Leonardtown, MD — Slower than anticipated growth in St. Mary’s County has caused the school board to delay plans for construction of a new elementary school and possibly a new facility that would start as a middle school and transition to a high school.

The revisions are included in the 2016 Educational Facilities Master Plan presented recently to the St., Mary’s County Board of Education and which will be presented to the planning commission in August and forwarded to the county commissioners and the state.

In order to get state monies for school construction, “The state requires 50 percent of the capacity to be in place at the time of planning approval and the remainder when occupancy occurs,” according to Director of Capital Planning and Green Schools Kimberly Howe. That is what happened with the new Captain Walter Francis Duke Elementary School in Leonardtown.

Howe, in her report to the school board, said capacity needs are determined by the birth rate, housing market, jobs, migration, income and household size. State projections for anticipated growth in the county are historically higher than the local projections.

Howe said, “While the Great Recession and on-going economic recovery have yielded mixed indicators of growth, there is support for additional capacity at the elementary school level within the six-year plan.” But the plan delays the request for state funding for that elementary school one year until Fiscal year 2019. That new school will be in Great Mills on land already purchased.

For quite some time the school board has been mulling over what to do about the wave of students moving from elementary school to middle and then high school.
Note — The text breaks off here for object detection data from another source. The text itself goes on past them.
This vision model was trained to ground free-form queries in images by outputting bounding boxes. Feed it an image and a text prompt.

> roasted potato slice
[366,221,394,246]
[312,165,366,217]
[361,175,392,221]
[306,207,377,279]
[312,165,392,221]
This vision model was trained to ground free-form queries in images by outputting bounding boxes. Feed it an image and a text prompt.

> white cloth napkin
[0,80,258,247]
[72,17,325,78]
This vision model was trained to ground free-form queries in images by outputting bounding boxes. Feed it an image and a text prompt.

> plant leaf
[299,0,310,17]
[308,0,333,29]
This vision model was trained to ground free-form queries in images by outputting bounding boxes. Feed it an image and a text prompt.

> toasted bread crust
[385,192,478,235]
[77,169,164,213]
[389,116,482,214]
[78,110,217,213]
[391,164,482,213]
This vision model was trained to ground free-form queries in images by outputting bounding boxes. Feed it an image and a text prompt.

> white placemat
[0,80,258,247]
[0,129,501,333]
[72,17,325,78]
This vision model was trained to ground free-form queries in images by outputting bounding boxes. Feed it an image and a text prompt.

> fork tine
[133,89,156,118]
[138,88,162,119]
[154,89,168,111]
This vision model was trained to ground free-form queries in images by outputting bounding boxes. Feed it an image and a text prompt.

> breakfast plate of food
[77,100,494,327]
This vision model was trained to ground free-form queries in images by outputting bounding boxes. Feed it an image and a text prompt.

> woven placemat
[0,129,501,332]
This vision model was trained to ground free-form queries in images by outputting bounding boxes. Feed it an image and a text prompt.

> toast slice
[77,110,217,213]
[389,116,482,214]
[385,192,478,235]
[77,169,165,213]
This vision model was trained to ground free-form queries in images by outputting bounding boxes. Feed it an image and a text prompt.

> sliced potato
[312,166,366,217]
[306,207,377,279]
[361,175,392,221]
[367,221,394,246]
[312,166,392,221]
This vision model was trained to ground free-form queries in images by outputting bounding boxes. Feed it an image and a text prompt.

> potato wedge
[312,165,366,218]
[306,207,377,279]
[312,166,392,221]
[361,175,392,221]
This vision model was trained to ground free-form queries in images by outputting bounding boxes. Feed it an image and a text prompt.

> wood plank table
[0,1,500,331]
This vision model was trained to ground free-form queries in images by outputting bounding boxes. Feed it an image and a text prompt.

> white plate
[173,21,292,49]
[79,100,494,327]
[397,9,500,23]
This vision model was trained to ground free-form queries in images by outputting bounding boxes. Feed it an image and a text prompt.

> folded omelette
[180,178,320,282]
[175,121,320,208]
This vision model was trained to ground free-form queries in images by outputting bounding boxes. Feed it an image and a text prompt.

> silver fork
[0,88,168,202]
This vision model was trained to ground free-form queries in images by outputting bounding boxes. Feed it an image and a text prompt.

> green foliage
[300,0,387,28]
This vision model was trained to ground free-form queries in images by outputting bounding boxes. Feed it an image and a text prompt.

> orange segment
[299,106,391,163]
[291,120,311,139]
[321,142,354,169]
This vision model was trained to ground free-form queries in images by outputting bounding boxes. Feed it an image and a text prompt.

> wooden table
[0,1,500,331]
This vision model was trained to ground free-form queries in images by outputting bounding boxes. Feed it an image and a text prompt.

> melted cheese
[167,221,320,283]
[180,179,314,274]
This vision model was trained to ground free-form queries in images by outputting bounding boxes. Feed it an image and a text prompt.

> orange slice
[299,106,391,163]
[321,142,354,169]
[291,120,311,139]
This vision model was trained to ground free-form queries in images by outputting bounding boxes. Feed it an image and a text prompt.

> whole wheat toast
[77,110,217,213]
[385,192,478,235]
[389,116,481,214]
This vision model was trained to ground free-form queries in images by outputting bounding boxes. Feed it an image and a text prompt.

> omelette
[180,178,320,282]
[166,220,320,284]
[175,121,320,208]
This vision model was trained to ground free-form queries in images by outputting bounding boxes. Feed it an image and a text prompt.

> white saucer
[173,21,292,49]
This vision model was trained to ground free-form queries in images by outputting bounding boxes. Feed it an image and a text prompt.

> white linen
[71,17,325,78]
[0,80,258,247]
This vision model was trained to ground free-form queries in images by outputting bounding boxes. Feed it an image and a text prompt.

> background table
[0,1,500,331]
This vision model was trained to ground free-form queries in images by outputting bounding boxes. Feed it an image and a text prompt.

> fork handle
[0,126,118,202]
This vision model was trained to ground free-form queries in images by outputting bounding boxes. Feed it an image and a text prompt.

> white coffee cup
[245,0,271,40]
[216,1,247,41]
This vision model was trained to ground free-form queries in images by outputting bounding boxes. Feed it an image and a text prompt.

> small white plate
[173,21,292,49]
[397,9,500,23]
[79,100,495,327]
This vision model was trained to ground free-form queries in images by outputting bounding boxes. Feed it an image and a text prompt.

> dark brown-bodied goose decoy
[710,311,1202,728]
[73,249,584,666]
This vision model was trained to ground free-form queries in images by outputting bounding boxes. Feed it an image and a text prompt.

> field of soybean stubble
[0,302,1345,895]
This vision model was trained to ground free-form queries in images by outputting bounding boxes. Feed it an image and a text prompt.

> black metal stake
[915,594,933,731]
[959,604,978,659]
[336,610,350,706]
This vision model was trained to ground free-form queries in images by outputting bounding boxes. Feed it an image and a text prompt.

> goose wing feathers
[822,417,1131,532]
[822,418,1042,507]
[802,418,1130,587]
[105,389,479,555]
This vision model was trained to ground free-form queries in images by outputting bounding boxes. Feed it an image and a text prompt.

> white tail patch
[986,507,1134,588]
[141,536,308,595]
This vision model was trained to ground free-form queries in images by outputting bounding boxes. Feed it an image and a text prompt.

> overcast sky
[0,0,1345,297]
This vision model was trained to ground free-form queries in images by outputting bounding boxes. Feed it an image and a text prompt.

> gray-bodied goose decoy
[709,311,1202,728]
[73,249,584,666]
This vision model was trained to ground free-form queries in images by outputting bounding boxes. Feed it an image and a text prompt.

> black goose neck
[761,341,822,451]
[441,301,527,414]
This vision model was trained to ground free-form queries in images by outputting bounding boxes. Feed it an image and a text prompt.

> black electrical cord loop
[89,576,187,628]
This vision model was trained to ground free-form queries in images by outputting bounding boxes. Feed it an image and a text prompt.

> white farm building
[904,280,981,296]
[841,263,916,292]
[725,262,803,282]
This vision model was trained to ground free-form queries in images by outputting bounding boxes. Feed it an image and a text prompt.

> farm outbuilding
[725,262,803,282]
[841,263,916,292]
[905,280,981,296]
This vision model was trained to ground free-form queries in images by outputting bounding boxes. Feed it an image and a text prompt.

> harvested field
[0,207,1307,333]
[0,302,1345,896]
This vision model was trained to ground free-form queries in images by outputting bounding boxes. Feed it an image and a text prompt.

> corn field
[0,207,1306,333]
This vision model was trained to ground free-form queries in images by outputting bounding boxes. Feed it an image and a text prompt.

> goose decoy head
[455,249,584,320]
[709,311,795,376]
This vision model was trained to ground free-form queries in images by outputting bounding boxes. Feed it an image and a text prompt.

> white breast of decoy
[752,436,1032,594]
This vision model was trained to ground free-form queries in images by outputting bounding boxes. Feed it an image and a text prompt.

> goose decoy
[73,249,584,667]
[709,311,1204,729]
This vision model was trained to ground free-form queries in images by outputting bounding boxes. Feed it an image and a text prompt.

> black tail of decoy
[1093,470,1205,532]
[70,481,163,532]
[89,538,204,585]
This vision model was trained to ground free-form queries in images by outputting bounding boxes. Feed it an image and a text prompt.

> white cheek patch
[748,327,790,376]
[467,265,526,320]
One option is to build a new middle school for them and then transition that to a new high school or a combination middle and high school at the same location.

Whatever is done, that project has been deferred two years to Fiscal Year (FY) 2023, at which time it is anticipated that the middle schools will be at 50 percent over capacity. High schools are expected to reach that threshold in FY 2026, although Leonardtown High School is over capacity today.

As a matter of fact, a number of elementary schools are over capacity today as well, leading to the need for mobile units which is expected to continue. According to the information provided by Howe. the following elementary schools are expected to be over capacity next school year: Evergreen, George Washington Carver, Lettie Marshall Dent, Lexington Park, Mechanicsville, Park Hall, Ridge and White Marsh.
The only middle school expected to be operating over capacity next school year is Spring Ridge.

One option under consideration for helping high school capacity problems would be expansion of Fairlead Academy in FY Year 2018 and also the impact of programs at the James A. Forrest Career and Technology Center.,

The school board unanimously approved the six-year plan at its June 8 meeting.